Helping others comes naturally to kids in Livingston as they came out in droves to celebrate Martin Luther King Jr. Day. Whether they were bringing in groceries to help stock local food banks, coloring pictures to decorate nursing homes, filling jars full of ingredients to make cookies, or decorating cans to be used as pencil cups, all echoed how much they wanted to help those in need.
“I think it’s a great way to remember Martin Luther King Jr. and what he showed us about the spirit of community,” said 13-year old Melissa Brown as she brought in several pairs of used eyeglasses which were amassed by the Livingston Lions’ Club. The teen had proactively collected the eyewear from among her grandparents’ friends who had mailed them from Florida.
Abigail Selikoff colored another picture which will be sent to the group Color A Smile (colorasmile.org) for distribution to nursing homes and agreed with mom, Kelly, “this is a lot of fun and for a good cause.” Indeed, a few adults took the time to color pictures as well, sheepishly omitting their ages on the bottom of the pictures. “Hey, if it puts a smile on someone’s face, why not do it?” one of them said.
“There are so many people here. This is really awesome!” exclaimed Sasha Weber who enthusiastically dove into the activities. High school student Helen Odegoba patiently helped smaller children craft a “God’s Eyes” wall craft out of Popsicle sticks and yarn at a table sponsored by the Livingston High School’s chapter of the Spanish Honor Society. “I like helping children and doing this. You really get to know the people in your community,” she explained.
Members of Asian Indians in Livingston were out in full force as kids filled the group’s table to make crafts out of recycled materials. “I read somewhere that something like two million bottles that are recycled is equal to the space taken up by about 2,000 refrigerators,” an informed Austin Carloma told his mom, Maria.
The 15-year old from Verona came to Livingston for MLK Jr. Day because “this town has fun stuff to do today.” Jenna Foley agreed. As she transformed an old milk jug into a container for her bedroom, she was happy with today’s event. “It’s really good and fun to do this, especially the stuff for charity. And this stuff is a really entertaining way to spend the day, instead of staying home watching TV and playing video games.”
Robin Kim came for the fellowship. The 13-year old, who is home-schooled by her mother, was going to spend most of the afternoon in lessons but had permission to attend today’s event to be with other kids.“I love being home-schooled, but sometimes it does get a little lonely,” she admitted as she and a friend who is also home-schooled assembled toiletry kits for an immigration and refugee program and homeless shelter.
Justin Lawson munched on free pizza donated by Pizzeria Altavilla and couldn’t wait for the free concert by bands Chromatic Funk and Castles. After lunch, he said his next stop would be Temple B’nai Abraham’s table where he wanted to assemble the ingredients to make cookies.“What can I say? I’m motivated by food,” explained the growing teen.

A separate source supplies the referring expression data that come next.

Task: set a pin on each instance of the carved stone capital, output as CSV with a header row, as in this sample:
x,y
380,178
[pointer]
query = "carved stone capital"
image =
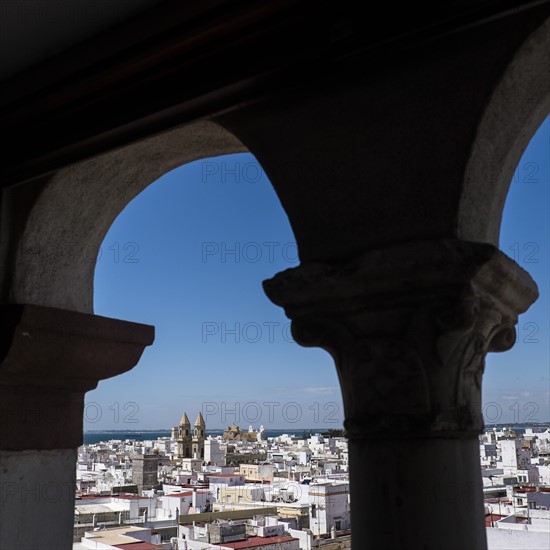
x,y
49,358
409,328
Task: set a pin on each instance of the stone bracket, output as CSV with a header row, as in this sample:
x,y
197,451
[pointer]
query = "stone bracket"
x,y
409,327
49,358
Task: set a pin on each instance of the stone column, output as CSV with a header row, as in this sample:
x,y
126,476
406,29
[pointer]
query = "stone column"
x,y
49,358
409,327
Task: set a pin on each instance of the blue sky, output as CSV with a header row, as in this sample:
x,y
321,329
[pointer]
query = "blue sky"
x,y
189,254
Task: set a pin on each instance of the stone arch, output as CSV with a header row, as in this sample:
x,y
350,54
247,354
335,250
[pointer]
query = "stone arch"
x,y
55,259
518,106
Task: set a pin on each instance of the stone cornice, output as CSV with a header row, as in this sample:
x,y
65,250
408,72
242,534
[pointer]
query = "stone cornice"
x,y
48,359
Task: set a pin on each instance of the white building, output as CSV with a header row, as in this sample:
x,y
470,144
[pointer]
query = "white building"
x,y
329,507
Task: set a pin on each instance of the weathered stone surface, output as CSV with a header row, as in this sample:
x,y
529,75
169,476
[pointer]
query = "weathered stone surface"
x,y
409,327
49,358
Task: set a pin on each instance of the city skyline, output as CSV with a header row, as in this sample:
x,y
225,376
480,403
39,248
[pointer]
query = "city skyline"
x,y
189,254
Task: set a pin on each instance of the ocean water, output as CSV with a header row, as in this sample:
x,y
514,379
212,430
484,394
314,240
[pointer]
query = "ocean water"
x,y
97,436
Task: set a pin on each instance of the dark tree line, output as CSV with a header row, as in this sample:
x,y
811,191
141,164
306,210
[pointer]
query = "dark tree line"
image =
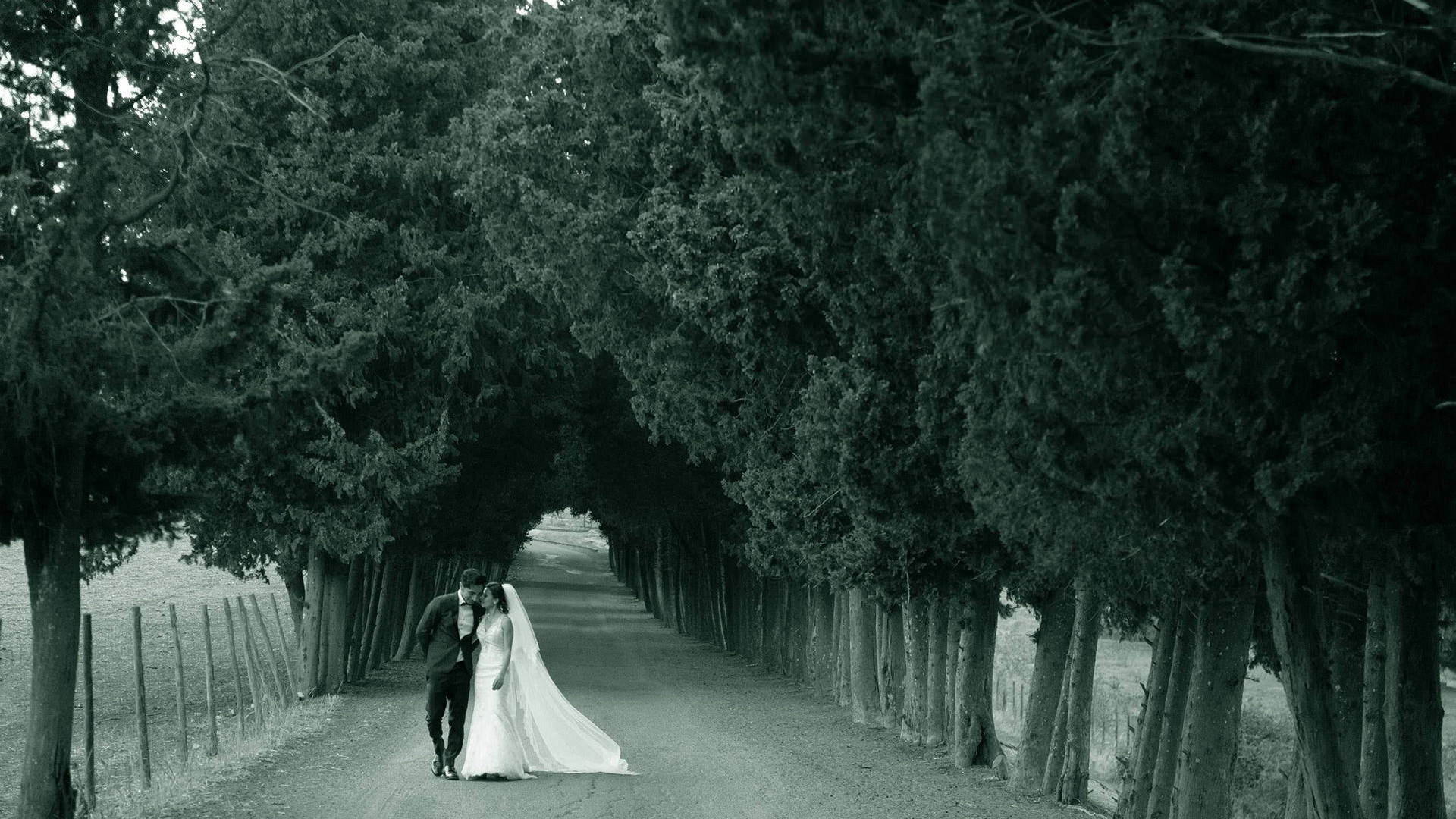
x,y
1134,314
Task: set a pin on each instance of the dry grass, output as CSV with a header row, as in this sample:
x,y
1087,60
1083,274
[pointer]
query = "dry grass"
x,y
150,580
177,786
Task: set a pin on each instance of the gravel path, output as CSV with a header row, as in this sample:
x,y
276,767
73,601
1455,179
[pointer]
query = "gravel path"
x,y
712,736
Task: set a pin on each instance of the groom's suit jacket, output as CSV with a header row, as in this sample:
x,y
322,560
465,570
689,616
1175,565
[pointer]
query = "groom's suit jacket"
x,y
438,634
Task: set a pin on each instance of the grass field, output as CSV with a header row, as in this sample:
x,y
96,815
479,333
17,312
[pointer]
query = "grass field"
x,y
1267,732
152,579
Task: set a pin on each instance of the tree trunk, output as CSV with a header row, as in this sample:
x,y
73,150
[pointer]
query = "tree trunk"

“Everybody can do this,” exclaimed 8-year old Mindy Morris said as she colored a shopping bag which will be used to distribute food to the Community Hunger Outreach Warehouse (CHOW). “Everybody in town should be here.”
Today’s Day of Service was sponsored by the Livingston Committee for Diversity whose goal is to encourage the citizens of Livingston to recognize their commonalities and appreciate the potential strength of the racial, ethnic and cultural diversity that so richly enhances our great community.